Homme de théâtre, Yves Sioui Durand vient de réaliser Mesnak, film qu'il qualifie d'«acte d'art». Art dans le sens d'oeuvre. Et acte dans un sens politique. Car Mesnak, premier long métrage de fiction tourné par un membre des Premières Nations au Québec, est un cri du coeur qui n'épargne personne.

Yves Sioui Durand aimerait bien que les membres des Premières Nations utilisent les outils de la modernité pour se réapproprier leurs racines. Le problème, c'est que l'usage qu'ils font de ces outils risque au contraire de catalyser la dissolution de leur identité.
En d'autres mots, le progrès peut être synonyme de toxicité. Et, dans le cas des autochtones, de décomposition culturelle. Voilà un des thèmes qu'explore le réalisateur à travers les personnages de Mesnak.

Chez les Autochtones, il y a un risque de tomber dans le panneau du progrès, notamment chez les leaders politiques, dit le réalisateur. Dans un contexte de développement et d'intégration économique, il peut survenir un point de non-retour en matière de culture.»

Dire que l'auteur s'inquiète des effets que pourrait avoir le Plan Nord sur la vie autochtone est un euphémisme. Mais les inquiétudes de M. Sioui Durand ont été exprimées bien en amont du projet chéri du premier ministre Jean Charest. Mesnak est en fait un dérivé de la pièce Hamlet-le-Malécite, que Sioui Durand et sa troupe de théâtre Ondinnok ont créée il y a plusieurs années. Cette pièce est un dérivé d'Hamlet, qui, pour reprendre les mots de l'auteur innu, «veut la justice dans un monde de corruption».

Mesnak nous introduit dans le monde très flou de Dave (Victor Andrés Trelles Turgeon), comédien dans la vingtaine vivant en ville au sein d'une famille de Blancs qui l'ont adopté en bas âge. Un jour, après avoir appris d'où il venait, il se rend dans la réserve autochtone où vit Gertrude (Kathia Rock), sa mère biologique. Un retour qui aura pour effet de rouvrir de vieilles blessures. Le tout sur fond de cupidité de certains membres de la nation qui profitent d'un projet à fort potentiel économique.

Plongée en enfer

C'est chez Gertrude que les vieilles blessures se rouvriront avec le plus d'acuité. Depuis 20 ans, elle avait réussi à enterrer un passé douloureux que la venue de Dave fait resurgir.
Gertrude a peur et a honte. Elle a peur que son fils biologique lui demande pourquoi elle l'a laissé en adoption. Son seul moyen de défense est de lui dire qu'elle n'a jamais voulu de lui», raconte Kathia Rock.

Pour cette comédienne et auteure-compositrice-interprète, qu'on verra aussi dans le film Maïna de Michel Poulette, le tournage de cette scène a été un moment difficile, contre nature, à s'arracher le coeur. «C'est la scène qui m'a demandé le plus de concentration», dit-elle.

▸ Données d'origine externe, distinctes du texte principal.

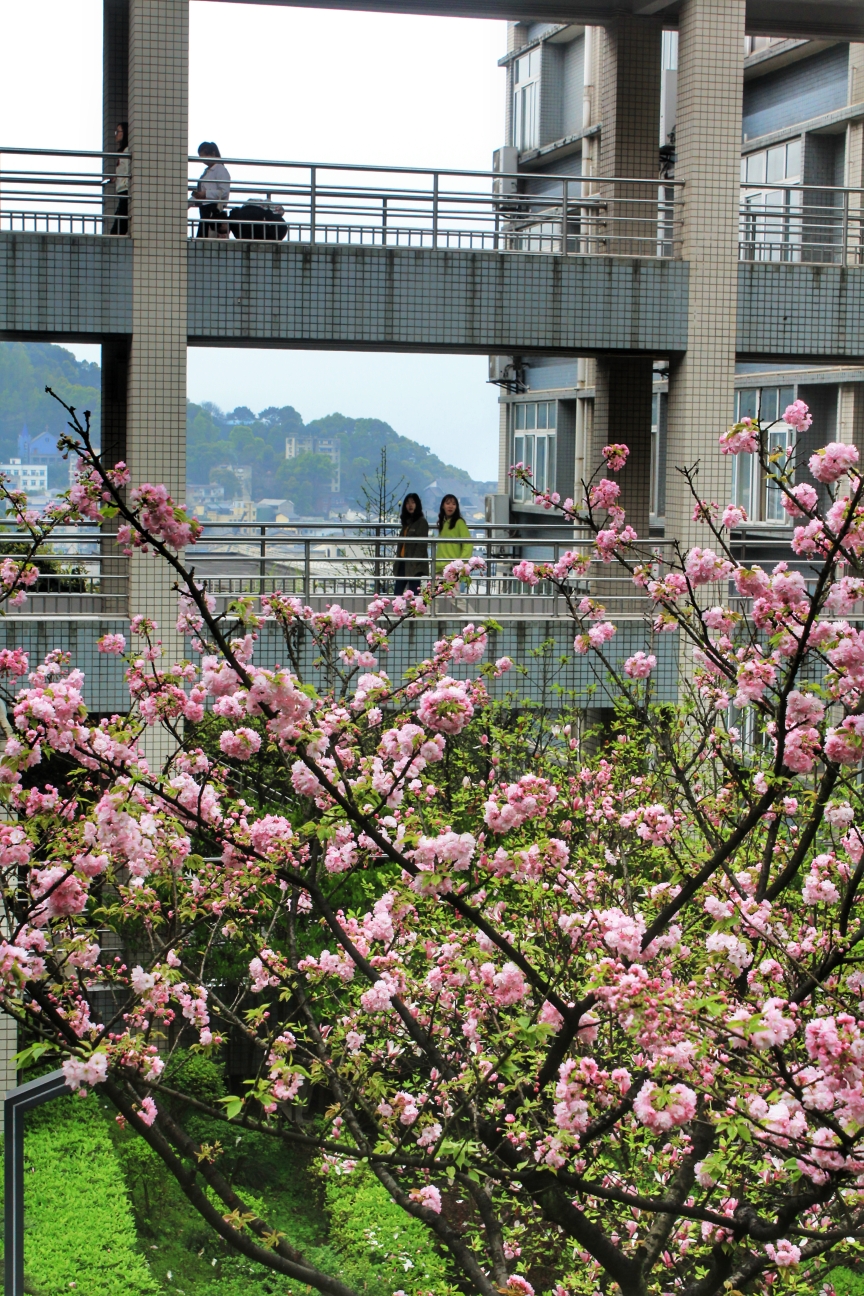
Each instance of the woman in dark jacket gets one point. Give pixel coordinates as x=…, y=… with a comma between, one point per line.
x=411, y=564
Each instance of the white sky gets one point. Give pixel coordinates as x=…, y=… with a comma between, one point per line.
x=306, y=86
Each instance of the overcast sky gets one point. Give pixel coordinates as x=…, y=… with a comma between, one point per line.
x=299, y=84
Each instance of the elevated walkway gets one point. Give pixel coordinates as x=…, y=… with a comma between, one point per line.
x=79, y=288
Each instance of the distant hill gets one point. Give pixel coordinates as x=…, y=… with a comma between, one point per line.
x=241, y=439
x=26, y=370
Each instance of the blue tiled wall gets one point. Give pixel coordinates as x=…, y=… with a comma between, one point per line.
x=795, y=93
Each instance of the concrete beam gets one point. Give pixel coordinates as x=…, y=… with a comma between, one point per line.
x=842, y=20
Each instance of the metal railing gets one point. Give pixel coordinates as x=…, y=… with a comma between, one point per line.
x=420, y=208
x=66, y=191
x=83, y=574
x=350, y=564
x=802, y=224
x=345, y=204
x=71, y=195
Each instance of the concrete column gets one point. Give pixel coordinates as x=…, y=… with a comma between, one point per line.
x=855, y=157
x=630, y=99
x=850, y=415
x=701, y=398
x=115, y=68
x=623, y=414
x=157, y=373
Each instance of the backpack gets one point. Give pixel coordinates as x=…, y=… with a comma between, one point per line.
x=257, y=222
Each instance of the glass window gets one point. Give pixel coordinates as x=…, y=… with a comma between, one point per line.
x=757, y=169
x=776, y=165
x=540, y=463
x=536, y=451
x=768, y=411
x=793, y=160
x=751, y=489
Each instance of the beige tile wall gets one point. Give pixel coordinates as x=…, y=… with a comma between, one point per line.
x=701, y=401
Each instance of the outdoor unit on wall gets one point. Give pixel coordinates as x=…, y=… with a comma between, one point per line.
x=505, y=371
x=498, y=509
x=505, y=161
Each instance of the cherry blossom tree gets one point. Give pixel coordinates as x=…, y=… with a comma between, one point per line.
x=612, y=1005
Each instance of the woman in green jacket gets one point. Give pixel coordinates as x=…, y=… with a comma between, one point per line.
x=455, y=539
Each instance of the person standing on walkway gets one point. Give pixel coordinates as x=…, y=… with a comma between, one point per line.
x=211, y=193
x=455, y=538
x=411, y=564
x=122, y=180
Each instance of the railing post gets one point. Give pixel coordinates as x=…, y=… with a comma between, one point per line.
x=312, y=187
x=435, y=210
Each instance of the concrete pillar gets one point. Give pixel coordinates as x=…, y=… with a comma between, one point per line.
x=850, y=416
x=855, y=157
x=115, y=68
x=701, y=397
x=630, y=99
x=623, y=414
x=157, y=371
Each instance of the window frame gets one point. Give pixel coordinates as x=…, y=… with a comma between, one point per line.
x=525, y=439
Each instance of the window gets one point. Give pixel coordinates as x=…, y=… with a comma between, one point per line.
x=771, y=219
x=526, y=101
x=750, y=487
x=657, y=506
x=534, y=445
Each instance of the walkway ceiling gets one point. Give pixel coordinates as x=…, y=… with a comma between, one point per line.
x=841, y=20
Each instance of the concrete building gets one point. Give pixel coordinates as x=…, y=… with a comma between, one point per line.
x=308, y=443
x=31, y=478
x=801, y=128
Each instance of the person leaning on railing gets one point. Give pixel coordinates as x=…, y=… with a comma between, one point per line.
x=211, y=193
x=412, y=557
x=122, y=180
x=455, y=538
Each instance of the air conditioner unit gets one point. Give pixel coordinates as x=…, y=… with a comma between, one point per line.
x=498, y=509
x=505, y=162
x=501, y=368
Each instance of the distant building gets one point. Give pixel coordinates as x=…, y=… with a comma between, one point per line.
x=307, y=443
x=30, y=477
x=38, y=450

Pour aller aussi loin dans les émotions, Mme Rock a plongé dans sa propre douleur de mère. «J'ai cinq enfants dont l'un, John Lennon McKenzie, est mort à deux ans et demi d'une grave maladie, dit-elle. C'est chez lui que je suis allée puiser la force et l'émotion nécessaires.»

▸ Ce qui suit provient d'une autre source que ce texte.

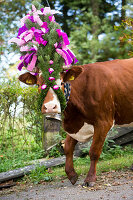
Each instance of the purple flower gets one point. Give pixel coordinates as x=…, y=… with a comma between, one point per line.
x=21, y=30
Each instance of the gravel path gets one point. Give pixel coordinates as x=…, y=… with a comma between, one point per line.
x=110, y=186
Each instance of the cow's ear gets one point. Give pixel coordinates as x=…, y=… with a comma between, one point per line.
x=28, y=78
x=72, y=74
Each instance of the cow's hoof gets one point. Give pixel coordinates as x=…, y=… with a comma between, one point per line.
x=74, y=179
x=88, y=184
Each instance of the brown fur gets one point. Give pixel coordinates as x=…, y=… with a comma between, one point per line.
x=100, y=94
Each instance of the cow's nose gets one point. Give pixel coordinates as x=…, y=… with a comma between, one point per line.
x=49, y=108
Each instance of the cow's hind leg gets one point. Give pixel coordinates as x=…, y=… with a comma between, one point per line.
x=100, y=132
x=69, y=149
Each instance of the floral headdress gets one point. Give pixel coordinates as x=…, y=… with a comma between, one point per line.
x=44, y=45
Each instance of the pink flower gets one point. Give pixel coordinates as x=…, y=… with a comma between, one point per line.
x=51, y=62
x=51, y=78
x=51, y=70
x=55, y=87
x=43, y=87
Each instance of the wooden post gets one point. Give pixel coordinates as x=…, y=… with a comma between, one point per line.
x=51, y=127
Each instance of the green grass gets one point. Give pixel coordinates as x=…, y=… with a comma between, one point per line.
x=118, y=162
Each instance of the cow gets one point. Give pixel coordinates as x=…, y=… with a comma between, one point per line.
x=101, y=96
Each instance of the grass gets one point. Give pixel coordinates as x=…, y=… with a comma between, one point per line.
x=118, y=162
x=12, y=159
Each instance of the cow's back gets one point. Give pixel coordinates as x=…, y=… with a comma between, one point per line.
x=105, y=89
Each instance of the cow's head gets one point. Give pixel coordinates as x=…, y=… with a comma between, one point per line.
x=51, y=105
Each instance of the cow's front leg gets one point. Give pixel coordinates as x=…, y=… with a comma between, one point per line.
x=100, y=132
x=69, y=149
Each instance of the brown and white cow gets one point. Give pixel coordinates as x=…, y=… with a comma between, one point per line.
x=101, y=96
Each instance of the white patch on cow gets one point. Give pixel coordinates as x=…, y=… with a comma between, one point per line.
x=125, y=125
x=84, y=134
x=53, y=103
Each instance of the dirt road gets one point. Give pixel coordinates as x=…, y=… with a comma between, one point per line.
x=109, y=186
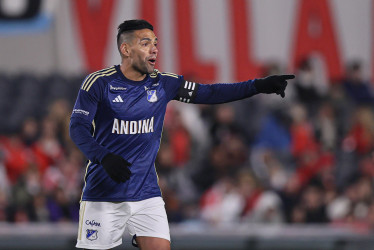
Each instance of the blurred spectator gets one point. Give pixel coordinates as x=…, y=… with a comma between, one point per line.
x=310, y=85
x=358, y=89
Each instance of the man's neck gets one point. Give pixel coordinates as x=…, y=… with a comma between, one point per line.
x=131, y=74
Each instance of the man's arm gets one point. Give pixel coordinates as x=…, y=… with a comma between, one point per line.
x=80, y=132
x=191, y=92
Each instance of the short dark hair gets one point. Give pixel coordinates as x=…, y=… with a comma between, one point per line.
x=130, y=26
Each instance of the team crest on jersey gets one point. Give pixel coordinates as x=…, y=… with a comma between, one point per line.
x=151, y=96
x=91, y=234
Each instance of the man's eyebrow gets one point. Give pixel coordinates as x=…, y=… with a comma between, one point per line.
x=148, y=39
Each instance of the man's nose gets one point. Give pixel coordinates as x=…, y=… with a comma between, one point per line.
x=154, y=49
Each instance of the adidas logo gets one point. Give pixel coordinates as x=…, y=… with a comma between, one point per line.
x=118, y=99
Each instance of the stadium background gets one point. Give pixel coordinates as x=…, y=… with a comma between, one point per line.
x=263, y=173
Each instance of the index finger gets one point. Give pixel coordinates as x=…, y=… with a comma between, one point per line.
x=287, y=77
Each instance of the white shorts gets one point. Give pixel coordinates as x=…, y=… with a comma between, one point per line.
x=102, y=224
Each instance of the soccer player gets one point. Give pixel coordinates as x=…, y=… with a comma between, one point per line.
x=117, y=123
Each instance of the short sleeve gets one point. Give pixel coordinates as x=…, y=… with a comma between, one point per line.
x=172, y=83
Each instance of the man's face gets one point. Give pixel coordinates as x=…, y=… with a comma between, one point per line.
x=143, y=51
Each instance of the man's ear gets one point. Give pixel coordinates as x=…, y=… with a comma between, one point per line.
x=125, y=49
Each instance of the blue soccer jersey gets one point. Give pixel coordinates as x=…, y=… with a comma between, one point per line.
x=125, y=117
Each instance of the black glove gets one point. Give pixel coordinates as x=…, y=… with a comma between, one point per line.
x=273, y=84
x=116, y=167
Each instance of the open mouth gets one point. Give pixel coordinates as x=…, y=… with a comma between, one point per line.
x=152, y=61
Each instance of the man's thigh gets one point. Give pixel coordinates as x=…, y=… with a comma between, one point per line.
x=152, y=243
x=149, y=220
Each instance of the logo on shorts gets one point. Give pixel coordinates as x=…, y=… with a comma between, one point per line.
x=151, y=96
x=93, y=223
x=91, y=234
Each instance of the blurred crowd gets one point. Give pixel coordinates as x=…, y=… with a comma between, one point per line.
x=307, y=158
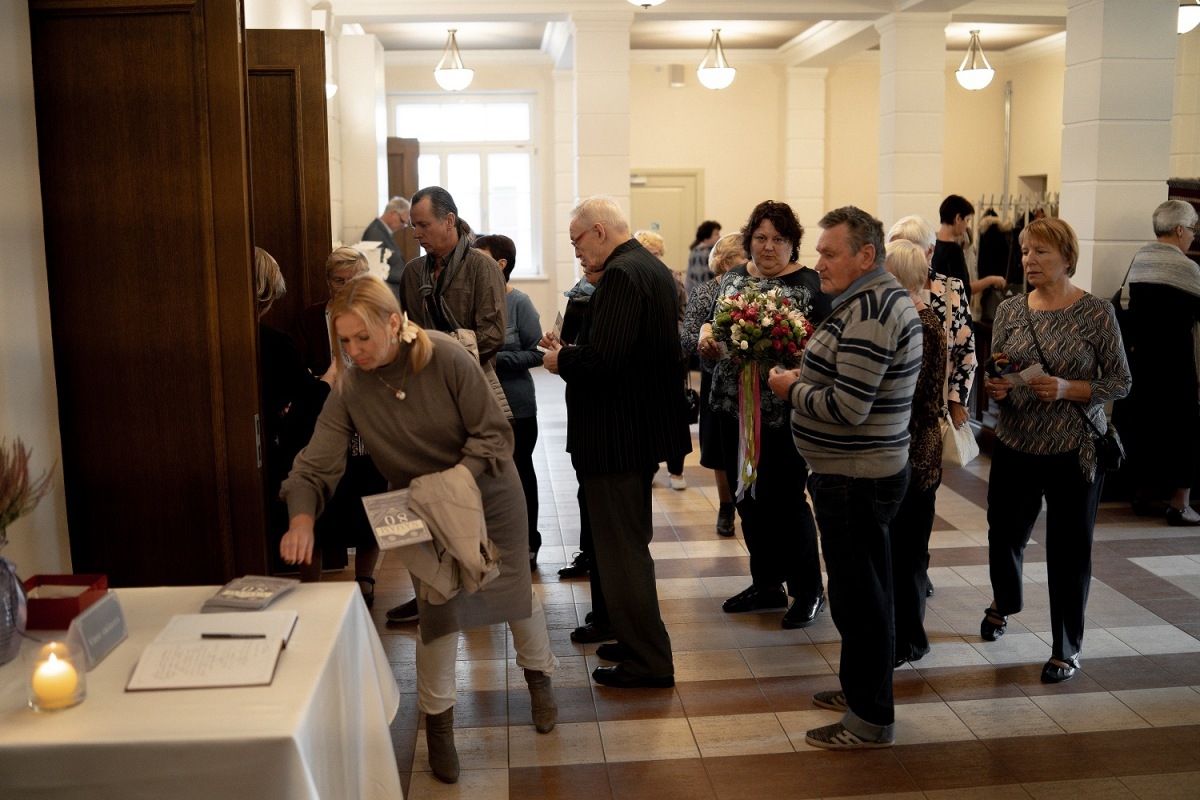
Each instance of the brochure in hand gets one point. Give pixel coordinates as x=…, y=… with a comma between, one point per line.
x=249, y=593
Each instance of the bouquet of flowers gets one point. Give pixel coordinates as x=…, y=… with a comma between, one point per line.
x=761, y=329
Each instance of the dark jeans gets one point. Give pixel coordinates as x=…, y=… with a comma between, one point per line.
x=1018, y=483
x=622, y=529
x=909, y=539
x=853, y=515
x=777, y=519
x=525, y=434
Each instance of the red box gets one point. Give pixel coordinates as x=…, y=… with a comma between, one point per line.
x=70, y=594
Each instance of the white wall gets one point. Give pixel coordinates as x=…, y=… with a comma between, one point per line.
x=39, y=542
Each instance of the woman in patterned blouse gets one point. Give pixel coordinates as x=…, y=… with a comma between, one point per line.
x=726, y=253
x=1044, y=449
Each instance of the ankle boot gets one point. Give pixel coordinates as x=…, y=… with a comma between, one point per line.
x=439, y=739
x=541, y=699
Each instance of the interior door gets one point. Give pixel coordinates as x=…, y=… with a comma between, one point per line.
x=667, y=203
x=142, y=149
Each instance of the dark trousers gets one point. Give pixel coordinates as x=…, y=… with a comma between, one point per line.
x=777, y=519
x=1017, y=486
x=622, y=529
x=909, y=539
x=855, y=515
x=525, y=434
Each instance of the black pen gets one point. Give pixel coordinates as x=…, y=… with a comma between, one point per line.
x=233, y=636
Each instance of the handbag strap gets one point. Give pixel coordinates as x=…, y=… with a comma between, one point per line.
x=1037, y=344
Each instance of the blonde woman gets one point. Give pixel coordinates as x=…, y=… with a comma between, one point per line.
x=423, y=405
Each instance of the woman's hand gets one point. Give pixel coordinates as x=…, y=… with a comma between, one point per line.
x=781, y=380
x=297, y=543
x=996, y=388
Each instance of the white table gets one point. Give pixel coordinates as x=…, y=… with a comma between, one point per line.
x=319, y=731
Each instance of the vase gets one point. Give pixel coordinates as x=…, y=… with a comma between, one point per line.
x=12, y=609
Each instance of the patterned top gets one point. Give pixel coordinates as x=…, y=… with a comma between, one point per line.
x=961, y=362
x=1080, y=342
x=925, y=449
x=700, y=311
x=803, y=287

Né au Pérou et ayant grandi dans plusieurs municipalités du Québec, Victor Andrés Trelles Turgeon voit quant à lui des correspondances entre Dave et lui: beaucoup de questionnements face à l'identité, un sentiment d'appartenance constamment remis en question, le poids du regard de l'autre...

Le rôle de Dave est arrivé à un moment où j'avais aussi ces questionnements, dit le comédien. Je crois qu'il m'a aidé à faire un peu la paix avec ces interrogations sur ma relation avec mon identité québécoise.»

Du tournage, il a aimé cette rencontre avec l'autre. Une bonne partie du film a été tournée à Maliotenam, près de Sept-Îles. «La communauté nous a accueillis et intégrés, dit-il. Par exemple, toute l'équipe du film a été invitée à un mariage. J'ai découvert à quel point ces gens sont taquins. Ils aiment rire.»

La réalité des Autochtones dépeinte dans le film est dure, mais peut-être moins que dans la vraie vie, croit Kathia Rock. Yves Sioui Durand est encore plus tranchant. À ses yeux, beaucoup de problèmes minent les communautés: inceste, drogues, alcool, violence familiale. «Des histoires compliquées qui font des êtres fracturés», dit-il. Ce qui n'empêche pas Mesnak de laisser poindre un peu de lumière.

***

Mesnak prend l'affiche le 17 février.